Siguiendo una hilera de fuegos fatuos que
iluminaban con dudosa tenuidad, caminaba con un paso ligero. En mis labios aún
reposaba el intenso aroma a tabaco y al brebaje de Frederick, el afable
irlandés que regentaba la taberna, también aferrado a mi ropa. Al mismo tiempo,
percibía los lamentos de algunos borrachos fluctuando en la lobreguez. Pues era
la hora de las ratas callejeras en las zonas más conflictivas de la periferia
convertida en el punto de la delincuencia gracias a la imparable
industrialización. Sin embargo, en ocasiones, me parecía oír unos pasos que
seguían mi ritmo. O ver una sombra fugaz que se ocultaba en la incipiente
densidad de la negrura de una esquina. Al menos, esa era mi cuestionable y
sugestiva impresión. A lo que no podía más, que dudar de mis propias facultades
bastante mermadas por el alcohol.
- ¿Quién anda ahí? ¡Mostraos a la luz! -Nadie
contestó. Luego, esperé inmóvil uno segundos, en los que todo permaneció en
aparente calma.
Entonces, el viento llegaba saturado del humo
de las chimeneas, una corriente de aire sucio con el olor del carbón mineral que
me atrofió la pituitaria, haciéndome regresar de nuevo al camino. Y en seguida,
el aire daba paso de nuevo al hedor de las cloacas, casi como un golpe para el
occipucio, mezclado con el fétido aroma a pescado, tan propio de la zona del
Támesis.
Ante mi insistente manía persecutoria decidí
poner remedio, y sin echar a correr, aceleré el paso. Esta obstinada obsesión
se sostenía en mi mente, inducida tal vez, por las trágicas noticias que
llenaban los periódicos londinenses, con infinidad de hurtos y lo que era peor,
las continuas desapariciones en los barrios marginales. Como antaño estudiante de
cirugía, también conocía las muchas leyendas negras que pesaban sobre la
universidad de medicina, respecto a tratos con ladrones de cadáveres. Era
evidente, que no deseaba formar parte de aquella drástica situación, de la que
probablemente me hubiera beneficiado en el pasado. Y a pesar de todo, aquella
presencia se mantenía acechante, en oposición al avance hacia mi meta. Un ente que
parecía vigilar cada uno de mis pasos vacilantes, lo que se tradujo en un
estremecimiento inmediato, un terrible escalofrío que me detuvo en seco.

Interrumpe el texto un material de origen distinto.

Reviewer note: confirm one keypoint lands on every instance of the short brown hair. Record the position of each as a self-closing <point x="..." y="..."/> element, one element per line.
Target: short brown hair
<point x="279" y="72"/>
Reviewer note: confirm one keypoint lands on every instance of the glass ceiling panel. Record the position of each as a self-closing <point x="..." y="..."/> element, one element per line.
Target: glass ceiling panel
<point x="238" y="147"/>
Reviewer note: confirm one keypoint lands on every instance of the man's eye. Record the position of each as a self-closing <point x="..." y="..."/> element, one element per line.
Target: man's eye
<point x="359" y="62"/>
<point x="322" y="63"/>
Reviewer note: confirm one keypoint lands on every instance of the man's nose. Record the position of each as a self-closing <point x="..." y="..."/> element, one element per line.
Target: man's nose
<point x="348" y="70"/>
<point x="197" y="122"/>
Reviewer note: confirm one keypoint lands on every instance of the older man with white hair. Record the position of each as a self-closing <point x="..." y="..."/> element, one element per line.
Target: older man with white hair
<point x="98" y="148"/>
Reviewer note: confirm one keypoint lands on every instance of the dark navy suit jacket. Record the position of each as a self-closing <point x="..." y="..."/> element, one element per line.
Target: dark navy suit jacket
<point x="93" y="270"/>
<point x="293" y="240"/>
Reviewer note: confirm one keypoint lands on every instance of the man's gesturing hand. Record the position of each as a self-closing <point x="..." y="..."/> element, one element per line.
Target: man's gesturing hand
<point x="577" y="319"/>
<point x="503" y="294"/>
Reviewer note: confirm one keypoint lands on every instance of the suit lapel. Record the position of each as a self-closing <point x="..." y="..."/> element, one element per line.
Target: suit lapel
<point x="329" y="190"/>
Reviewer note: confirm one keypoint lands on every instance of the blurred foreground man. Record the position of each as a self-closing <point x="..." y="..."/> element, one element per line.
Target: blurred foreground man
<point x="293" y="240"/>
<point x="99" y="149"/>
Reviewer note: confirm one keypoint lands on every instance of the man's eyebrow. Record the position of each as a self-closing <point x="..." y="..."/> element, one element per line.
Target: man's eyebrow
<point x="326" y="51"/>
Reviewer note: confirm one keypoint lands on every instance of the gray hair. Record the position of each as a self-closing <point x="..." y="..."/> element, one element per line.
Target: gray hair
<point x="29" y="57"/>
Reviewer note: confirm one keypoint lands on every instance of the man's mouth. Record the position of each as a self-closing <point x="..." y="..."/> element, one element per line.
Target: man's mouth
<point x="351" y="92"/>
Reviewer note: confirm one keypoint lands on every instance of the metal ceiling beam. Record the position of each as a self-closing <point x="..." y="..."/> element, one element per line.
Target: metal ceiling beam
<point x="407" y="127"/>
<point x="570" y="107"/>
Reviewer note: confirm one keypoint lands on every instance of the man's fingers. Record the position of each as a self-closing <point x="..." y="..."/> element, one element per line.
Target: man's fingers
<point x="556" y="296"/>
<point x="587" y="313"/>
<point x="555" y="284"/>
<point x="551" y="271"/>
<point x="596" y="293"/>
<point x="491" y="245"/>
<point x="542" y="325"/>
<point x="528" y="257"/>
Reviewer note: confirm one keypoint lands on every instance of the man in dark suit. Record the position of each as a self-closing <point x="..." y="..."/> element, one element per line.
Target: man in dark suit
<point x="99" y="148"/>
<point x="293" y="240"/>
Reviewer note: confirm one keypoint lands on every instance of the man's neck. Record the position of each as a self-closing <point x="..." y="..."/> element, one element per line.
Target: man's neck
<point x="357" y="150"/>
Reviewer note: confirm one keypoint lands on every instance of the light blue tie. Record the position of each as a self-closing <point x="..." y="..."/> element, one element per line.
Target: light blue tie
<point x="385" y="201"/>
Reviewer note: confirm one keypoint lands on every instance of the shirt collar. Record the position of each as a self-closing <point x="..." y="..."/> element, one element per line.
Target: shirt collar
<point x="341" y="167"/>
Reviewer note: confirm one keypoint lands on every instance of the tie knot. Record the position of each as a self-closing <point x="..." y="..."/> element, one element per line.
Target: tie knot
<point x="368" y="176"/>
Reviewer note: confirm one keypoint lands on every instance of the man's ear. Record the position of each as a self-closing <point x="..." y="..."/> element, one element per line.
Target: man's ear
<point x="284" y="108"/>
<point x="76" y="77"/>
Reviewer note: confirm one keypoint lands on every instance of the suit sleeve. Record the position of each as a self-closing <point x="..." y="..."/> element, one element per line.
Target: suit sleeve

Pero esta
vez, descubrí la desgastada cartera de piel que guardaba en un bolsillo interno
del abrigo y la puse a la altura de la cabeza, con el brazo extendido.
- ¡Señor, aquí tengo todo lo que llevo de
valor! -Grité en un alarde de poca valentía.- ¡Es más, no dudaré en entregarle
también mi reloj de bolsillo, sin denunciar, si no me causa lesión alguna!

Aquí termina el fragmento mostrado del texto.